Cracking in lithium-ion batteries speeds up electric vehicle charging
Cracks in predominant lithium-ion electrodes shorten battery lifespans, but a neuroscience-inspired technique shows that they have an upside.
Cracks in predominant lithium-ion electrodes shorten battery lifespans, but a neuroscience-inspired technique shows that they have an upside.
Rather than being solely detrimental, cracks in the positive electrode of lithium-ion batteries reduce battery charge time, research done at the University of Michigan shows.
This runs counter to the view of many electric vehicle manufacturers, who try to minimize cracking because it decreases battery longevity.
“Many companies are interested in making ‘million-mile’ batteries using particles that do not crack. Unfortunately, if the cracks are removed, the battery particles won’t be able to charge quickly without the extra surface area from those cracks,” said Yiyang Li, an assistant professor in materials science and engineering and corresponding author of the study published open-access in Energy and Environmental Sciences.
“On a road trip, we don’t want to wait five hours for a car to charge. We want to charge within 15 or 30 minutes,” he added.
The team believes the findings apply to more than half of all electric vehicle batteries, in which the positive electrode—or cathode—is composed of trillions of microscopic particles made of either lithium nickel manganese cobalt oxide or lithium nickel cobalt aluminum oxide. Theoretically, the speed at which the cathode charges comes down to the particles’ surface-to-volume ratio. Smaller particles should charge faster than larger particles because they have a higher surface area relative to volume, so the lithium ions have shorter distances to diffuse through them.
However, conventional methods couldn’t directly measure the charging properties of individual cathode particles, only the average for all the particles that make up the battery’s cathode. That limitation means the widely accepted relationship between charging speed and cathode particle size was merely an assumption.
“We find that the cathode particles are cracked and have more active surfaces to take in lithium ions—not just on their outer surface, but inside the particle cracks,” said Jinhong Min, a doctoral student in materials science and engineering working in Li’s lab. “Battery scientists know that the cracking occurs but have not measured how such cracking affects the charging speed.”
Measuring the charging speed of individual cathode particles was key to discovering the upside to cracking cathodes, which Li and Min accomplished by inserting the particles into a device that is typically used by neuroscientists to study how individual brain cells transmit electrical signals.
“Back when I was in graduate school, a colleague studying neuroscience showed me these arrays that they used to study individual neurons. I wondered if we can also use them to study battery particles, which are similar in size to neurons,” said Li.

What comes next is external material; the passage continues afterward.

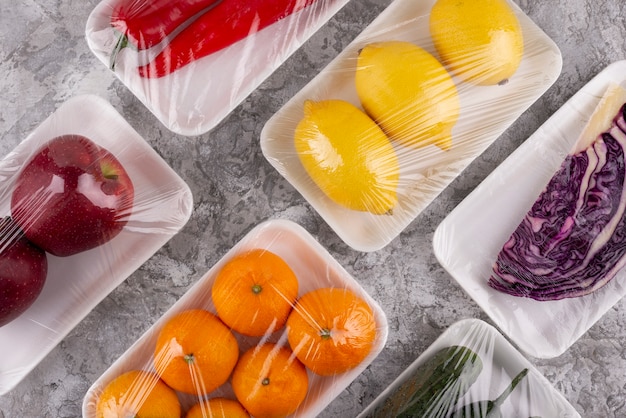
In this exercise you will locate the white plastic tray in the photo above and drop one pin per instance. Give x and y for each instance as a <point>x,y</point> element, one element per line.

Each array is a custom-designed, two-by-two centimeter chip with up to 100 microelectrodes. After scattering some cathode particles in the center of the chip, Min moved single particles onto their own electrodes on the array using a needle around 70 times thinner than a human hair. Once the particles were in place, Min could simultaneously charge and discharge up to four individual particles at a time on the array and measured 21 particles in this particular study.
“Such an innovative approach allows statistical evaluation of active cathode materials with robust quantitative information, which was previously not possible with other methods,” said Shirley Meng, a professor of molecular engineering at the University of Chicago and Chief Scientist of Argonne National Laboratory’s Collaborative Center for Energy Storage Science, who was not involved in the study.
The experiment revealed that the cathode particles’ charging speeds did not depend on their size. Li and Min think that the most likely explanation for this unexpected behavior is that larger particles actually behave like a collection of smaller particles when they crack. Another possibility is that the lithium ions move very quickly in the grain boundaries—the tiny spaces between the nanoscale crystals comprising the cathode particle. Li thinks this is unlikely unless the battery’s electrolyte—the liquid medium in which the lithium ions move—penetrates these boundaries, forming cracks.
The benefits of cracked materials are important to consider when designing long-lived batteries with single-crystal particles that don’t crack. To charge quickly, these particles may need to be smaller than today’s cracking cathode particles. The alternative is to make single-crystal cathodes with different materials that can move lithium faster, but those materials could be limited by the supply of necessary metals or have lower energy densities, said Li.
The research was funded by LG Energy Solution, Battery Innovation Contest and the University of Michigan College of Engineering. Other contributors included Lindsay Gubow, a former master’s student in materials science and engineering, Riley Hargrave, an undergraduate in mechanical engineering graduating next year, and Jason Siegel, a research scientist in mechanical engineering.
The device was built in the Lurie Nanofabrication Facility and studied at the Michigan Center for Materials Characterization.